If we read class photos as a subset of group portraits -- paintings and photographs of guilds, army units, clubs, unions, and youth groups - we might speculate on the associations they evoke. We might see them in the terms introduced by art historian Aby Warburg who in his "Mnemosyne Atlas," mapped a large set of "pre-established expressive forms" that carry and transmit affect across time, constituting a trans-generation memorial repertoire in visual form. [3]

If class photos fall into such a category of expressive forms then their "emotional life" [to use Jill Bennett's term] would be transmissible. [4] By recalling the subordination of individuality to group membership and the incorporation into a social assemblage, they would convey both the desire to belong to the group and the resistance against the coercive submersion of the individual within a class collective. Indeed, this tension between individuality and trans-individual anonymity structures the emotional life of class photos. Since like all photos, moreover, class photos freeze a moment in time, they serve to measure change over time, and to recall past incidents, when they are viewed and reviewed years, perhaps decades, later. They thus not only become potent media for anyone wishing to memorialize and mourn a world of yesterday but also effective mnemonic aids helping to identify particular living classmates - as well as age mates who have disappeared (or been violently removed) from our midst. As documents that carry incontrovertible evidence of past existence and previous acceptance, they assert "we were here" and become powerful emotive as well as political vehicles combating forgetting and the erasure of violence and the exclusion of some members from the group.

It is this very inherent emotional and political life of class photos that Satrapi is able to mobilize in the project of underscoring the violence of the Islamist revolution and her resistance against the loss of individual freedom. Throughout the two volumes of Persepolis, Marji's rebelliousness is never squashed and school remains the site of her resistance. In school in Iran, she stages her resistance to the veil and the conformity demanded of girls and women by the Islamist regime. Later, in Vienna, she rebels against school rules and against the different constraints on individual freedom operative in the West.

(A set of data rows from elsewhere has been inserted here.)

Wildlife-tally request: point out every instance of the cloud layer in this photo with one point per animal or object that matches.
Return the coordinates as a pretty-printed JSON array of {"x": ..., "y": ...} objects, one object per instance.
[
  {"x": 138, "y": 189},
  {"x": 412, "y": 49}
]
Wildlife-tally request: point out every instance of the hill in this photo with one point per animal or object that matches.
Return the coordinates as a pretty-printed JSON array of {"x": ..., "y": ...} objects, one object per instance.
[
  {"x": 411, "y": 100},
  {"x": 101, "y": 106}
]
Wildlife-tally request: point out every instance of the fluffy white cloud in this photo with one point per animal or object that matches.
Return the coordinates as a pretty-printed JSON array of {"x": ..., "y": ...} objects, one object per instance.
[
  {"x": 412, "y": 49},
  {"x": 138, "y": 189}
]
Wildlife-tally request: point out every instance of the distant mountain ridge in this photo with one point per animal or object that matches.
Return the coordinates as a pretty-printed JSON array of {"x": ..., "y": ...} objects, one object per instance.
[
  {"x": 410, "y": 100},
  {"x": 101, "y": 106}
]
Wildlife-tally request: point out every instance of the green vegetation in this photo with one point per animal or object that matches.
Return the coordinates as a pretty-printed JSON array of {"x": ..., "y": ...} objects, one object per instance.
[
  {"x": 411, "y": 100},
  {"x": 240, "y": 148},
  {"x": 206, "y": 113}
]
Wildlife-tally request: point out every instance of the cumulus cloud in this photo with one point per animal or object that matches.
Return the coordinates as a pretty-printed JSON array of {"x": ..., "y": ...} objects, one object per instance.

In addition, the very ordinariness and ubiquity of class photos enables them to become privileged media of memory and mourning for those who become separated from the group. "From left to right: Golaz, Manshid, Narine, Minna," Marjane names her classmates individually. In the course of the memoir, some classmates will be persecuted and killed, others will comply with the regime and others still will continue to rebel and, along with Marji, to assert their freedom. When Marjane says, "you can't see me," she is activating the emotional life of class photos, both the struggle between individuality and conformity that they stage, and the sites of mourning they can so effectively become. In the medium of comics, the gutter becomes what Warburg calls "the iconology of the interval," that space "between thought and action" where intense emotion can surface and be felt. Class photos drawn in comics form: relying on both genres, Satrapi can provoke an immediate and layered emotional response on the part of her reader.

[1] Marjane Satrapi, Persepolis: The Story of a Childhood (New York: Pantheon, 2003) and Persepolis 2: The Story of a Return (New York: Pantheon, 2004).

[2] On Satrapi's style, see Hilary Chute, "The Texture of Retracing in Marjane Satrapi's Persepolis," WSQ 36, 1&2 (Spring/ Summer 2008), 92-110.

[3] Aby Warburg, Der Bilderatlas MNEMOSYNE, Martin Warnke (ed.), Berlin 2003, 2nd printing.

[4] Jill Bennett, Practical Aesthetics: Events, Affects and Art After 9/11 (forthcoming).